One could see these as replacements. But that would be reductive. The more useful question is whether the cultural work once performed by Battle is now being done elsewhere – and, if so, whether the ritual form itself might evolve.
This year’s adaptation, for example, also includes something quietly remarkable: shops, cafés, and businesses across the town centre are creating floral displays on their doorsteps – many of them striking in their design and emotional impact. These static arrangements extend Battle’s presence beyond a single day and night and invite passers-by to encounter beauty and symbolism in their own time, at their own pace. They are free, embedded in the public realm, and require no ticket or seating plan – only attention.
In Readman’s terms, they offer a different kind of pageantry: still, not mobile; cumulative, not momentary. They reaffirm the role of the urban landscape – doorsteps, pavements, pedestrianised streets – as a stage for shared cultural expression. Crucially, they suggest that the spirit of the Battle may no longer reside only in the parade route, but also in the small, participatory acts of ornamentation and civic pride that ripple across the town.

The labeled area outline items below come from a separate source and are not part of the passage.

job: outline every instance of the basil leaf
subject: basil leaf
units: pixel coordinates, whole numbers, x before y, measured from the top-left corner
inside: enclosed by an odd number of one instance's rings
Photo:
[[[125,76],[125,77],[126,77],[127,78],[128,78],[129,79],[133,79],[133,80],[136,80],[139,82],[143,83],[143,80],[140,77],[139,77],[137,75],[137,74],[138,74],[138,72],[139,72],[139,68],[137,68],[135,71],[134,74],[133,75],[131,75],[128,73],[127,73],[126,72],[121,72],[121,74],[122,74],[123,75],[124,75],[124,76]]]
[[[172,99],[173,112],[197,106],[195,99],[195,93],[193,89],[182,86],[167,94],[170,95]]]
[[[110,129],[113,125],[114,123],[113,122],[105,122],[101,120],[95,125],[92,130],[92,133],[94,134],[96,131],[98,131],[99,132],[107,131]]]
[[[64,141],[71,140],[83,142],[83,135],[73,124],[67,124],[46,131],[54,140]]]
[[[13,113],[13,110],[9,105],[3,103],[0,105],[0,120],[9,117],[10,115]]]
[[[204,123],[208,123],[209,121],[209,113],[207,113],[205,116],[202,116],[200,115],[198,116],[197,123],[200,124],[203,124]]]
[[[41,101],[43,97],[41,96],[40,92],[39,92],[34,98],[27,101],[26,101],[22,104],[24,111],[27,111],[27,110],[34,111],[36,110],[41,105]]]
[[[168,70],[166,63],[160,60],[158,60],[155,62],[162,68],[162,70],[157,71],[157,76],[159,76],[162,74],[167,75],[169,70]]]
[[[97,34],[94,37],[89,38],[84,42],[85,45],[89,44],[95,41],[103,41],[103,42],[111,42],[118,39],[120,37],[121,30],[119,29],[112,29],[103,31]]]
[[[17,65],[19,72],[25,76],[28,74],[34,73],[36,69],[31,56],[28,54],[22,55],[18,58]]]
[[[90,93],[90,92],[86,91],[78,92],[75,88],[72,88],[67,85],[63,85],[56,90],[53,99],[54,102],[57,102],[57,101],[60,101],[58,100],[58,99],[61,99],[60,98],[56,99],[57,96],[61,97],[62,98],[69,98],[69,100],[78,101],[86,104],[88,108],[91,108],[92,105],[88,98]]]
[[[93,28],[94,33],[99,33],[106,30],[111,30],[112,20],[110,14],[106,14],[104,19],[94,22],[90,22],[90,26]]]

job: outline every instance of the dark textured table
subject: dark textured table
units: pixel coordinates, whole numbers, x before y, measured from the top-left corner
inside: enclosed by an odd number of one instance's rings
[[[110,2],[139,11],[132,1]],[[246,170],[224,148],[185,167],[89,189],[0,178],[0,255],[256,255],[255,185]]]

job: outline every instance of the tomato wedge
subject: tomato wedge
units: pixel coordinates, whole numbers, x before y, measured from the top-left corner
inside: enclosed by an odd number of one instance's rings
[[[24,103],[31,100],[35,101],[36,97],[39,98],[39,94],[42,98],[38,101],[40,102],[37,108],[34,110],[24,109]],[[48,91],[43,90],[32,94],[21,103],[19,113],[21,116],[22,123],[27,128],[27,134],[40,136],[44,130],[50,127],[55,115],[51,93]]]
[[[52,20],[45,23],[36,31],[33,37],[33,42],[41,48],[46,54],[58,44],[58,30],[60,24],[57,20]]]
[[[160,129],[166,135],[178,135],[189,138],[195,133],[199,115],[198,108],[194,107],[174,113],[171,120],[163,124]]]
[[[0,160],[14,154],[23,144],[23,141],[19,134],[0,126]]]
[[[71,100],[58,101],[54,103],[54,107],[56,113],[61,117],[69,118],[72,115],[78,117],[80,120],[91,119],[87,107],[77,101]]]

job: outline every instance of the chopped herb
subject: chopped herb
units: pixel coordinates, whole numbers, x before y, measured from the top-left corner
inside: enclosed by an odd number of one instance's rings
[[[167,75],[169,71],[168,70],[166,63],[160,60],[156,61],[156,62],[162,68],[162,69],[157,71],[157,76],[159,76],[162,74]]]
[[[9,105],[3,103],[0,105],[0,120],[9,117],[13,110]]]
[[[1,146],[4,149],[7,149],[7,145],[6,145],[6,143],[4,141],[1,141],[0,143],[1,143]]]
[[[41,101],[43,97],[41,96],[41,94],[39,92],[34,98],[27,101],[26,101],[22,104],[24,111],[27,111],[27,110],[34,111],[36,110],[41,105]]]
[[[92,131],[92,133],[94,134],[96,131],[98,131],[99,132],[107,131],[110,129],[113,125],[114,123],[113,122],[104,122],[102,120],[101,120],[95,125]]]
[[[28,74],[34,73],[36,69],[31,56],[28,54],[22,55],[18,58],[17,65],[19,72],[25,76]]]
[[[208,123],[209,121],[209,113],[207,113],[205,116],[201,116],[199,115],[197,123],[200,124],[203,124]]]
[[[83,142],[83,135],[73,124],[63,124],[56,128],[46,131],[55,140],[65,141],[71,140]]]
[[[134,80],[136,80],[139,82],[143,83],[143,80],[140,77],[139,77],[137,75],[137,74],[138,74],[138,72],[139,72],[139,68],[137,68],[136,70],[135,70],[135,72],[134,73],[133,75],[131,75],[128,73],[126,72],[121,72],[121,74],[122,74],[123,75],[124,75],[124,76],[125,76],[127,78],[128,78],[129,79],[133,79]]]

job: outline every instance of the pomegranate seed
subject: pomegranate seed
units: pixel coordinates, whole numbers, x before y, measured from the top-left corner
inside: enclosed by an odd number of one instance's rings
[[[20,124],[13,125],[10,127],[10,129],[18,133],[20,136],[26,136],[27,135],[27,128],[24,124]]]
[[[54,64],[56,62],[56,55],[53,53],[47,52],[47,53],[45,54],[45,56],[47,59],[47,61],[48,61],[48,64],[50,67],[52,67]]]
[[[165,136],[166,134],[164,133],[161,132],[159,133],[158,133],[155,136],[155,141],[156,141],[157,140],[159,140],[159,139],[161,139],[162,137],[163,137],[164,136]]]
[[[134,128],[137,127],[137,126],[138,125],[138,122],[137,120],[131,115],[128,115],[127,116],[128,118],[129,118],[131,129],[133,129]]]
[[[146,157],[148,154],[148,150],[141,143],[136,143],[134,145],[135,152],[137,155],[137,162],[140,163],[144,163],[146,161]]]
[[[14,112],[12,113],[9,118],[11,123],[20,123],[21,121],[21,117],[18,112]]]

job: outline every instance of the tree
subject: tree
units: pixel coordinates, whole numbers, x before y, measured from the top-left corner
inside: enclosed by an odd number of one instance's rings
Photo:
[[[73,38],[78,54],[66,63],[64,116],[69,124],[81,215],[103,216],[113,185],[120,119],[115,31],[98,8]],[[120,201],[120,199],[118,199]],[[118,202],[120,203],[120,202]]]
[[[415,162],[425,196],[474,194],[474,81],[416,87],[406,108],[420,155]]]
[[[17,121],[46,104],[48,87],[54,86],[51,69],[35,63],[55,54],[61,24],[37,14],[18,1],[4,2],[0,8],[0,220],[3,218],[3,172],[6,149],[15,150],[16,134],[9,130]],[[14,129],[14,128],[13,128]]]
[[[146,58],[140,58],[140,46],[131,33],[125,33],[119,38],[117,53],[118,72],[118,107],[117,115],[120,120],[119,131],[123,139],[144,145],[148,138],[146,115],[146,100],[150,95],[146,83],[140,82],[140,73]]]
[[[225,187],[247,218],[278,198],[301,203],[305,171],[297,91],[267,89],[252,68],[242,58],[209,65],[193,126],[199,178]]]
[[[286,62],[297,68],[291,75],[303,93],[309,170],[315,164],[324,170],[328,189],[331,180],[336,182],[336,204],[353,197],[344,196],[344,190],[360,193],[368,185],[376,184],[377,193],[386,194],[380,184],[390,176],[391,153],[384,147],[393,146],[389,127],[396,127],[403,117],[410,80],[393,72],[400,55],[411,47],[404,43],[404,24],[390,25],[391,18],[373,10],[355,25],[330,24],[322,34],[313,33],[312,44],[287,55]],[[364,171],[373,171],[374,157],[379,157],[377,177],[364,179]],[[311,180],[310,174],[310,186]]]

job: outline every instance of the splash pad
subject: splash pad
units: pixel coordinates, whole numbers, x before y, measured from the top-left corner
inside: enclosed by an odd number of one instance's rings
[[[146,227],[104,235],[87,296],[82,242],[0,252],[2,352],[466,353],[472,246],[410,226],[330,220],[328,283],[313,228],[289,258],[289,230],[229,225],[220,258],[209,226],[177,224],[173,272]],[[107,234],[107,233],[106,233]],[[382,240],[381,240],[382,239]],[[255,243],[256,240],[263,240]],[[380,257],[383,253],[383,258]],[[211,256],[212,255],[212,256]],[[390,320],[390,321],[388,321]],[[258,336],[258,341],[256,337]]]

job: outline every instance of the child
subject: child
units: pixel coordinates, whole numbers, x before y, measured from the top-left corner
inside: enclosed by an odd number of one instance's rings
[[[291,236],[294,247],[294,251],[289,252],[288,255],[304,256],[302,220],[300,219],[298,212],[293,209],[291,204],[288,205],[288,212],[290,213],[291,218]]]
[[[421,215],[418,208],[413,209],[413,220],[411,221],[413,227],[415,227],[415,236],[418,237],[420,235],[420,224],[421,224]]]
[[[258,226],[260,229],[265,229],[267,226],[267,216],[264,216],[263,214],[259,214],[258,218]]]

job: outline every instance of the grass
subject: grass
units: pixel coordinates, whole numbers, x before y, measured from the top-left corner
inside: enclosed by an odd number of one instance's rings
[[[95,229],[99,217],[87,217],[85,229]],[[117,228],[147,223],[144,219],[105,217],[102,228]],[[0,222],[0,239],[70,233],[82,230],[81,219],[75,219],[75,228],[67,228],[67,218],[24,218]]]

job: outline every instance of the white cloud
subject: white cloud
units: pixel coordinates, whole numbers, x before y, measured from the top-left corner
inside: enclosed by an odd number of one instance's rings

This shift in form – from spectacle to distributed display, from one-day event to multi-day experience – may point to a more resilient future. It reimagines the Battle not as something to be saved or mourned, but as something to be recomposed through new patterns of meaning, materials, and community involvement.
Returning to that 1979 photograph, what strikes me most is not just the number of people but the atmosphere – people treating Battle as something worth waiting for. That spirit, if not the exact form, is still something we can choose to cultivate.
In the end, the question is not whether the Battle of Flowers should survive in its current format. The more meaningful question is this: what kinds of rituals does Jersey need now, and what do we gain – or lose – by letting old ones go?
A registered nurse for nearly 40 years, Bernard Place has been a clinician, teacher and researcher in intensive care units. From 2012, he managed departments in Jersey’s healthcare system and from 2015 to 2019 was the clinical project director for Jersey’s new hospital.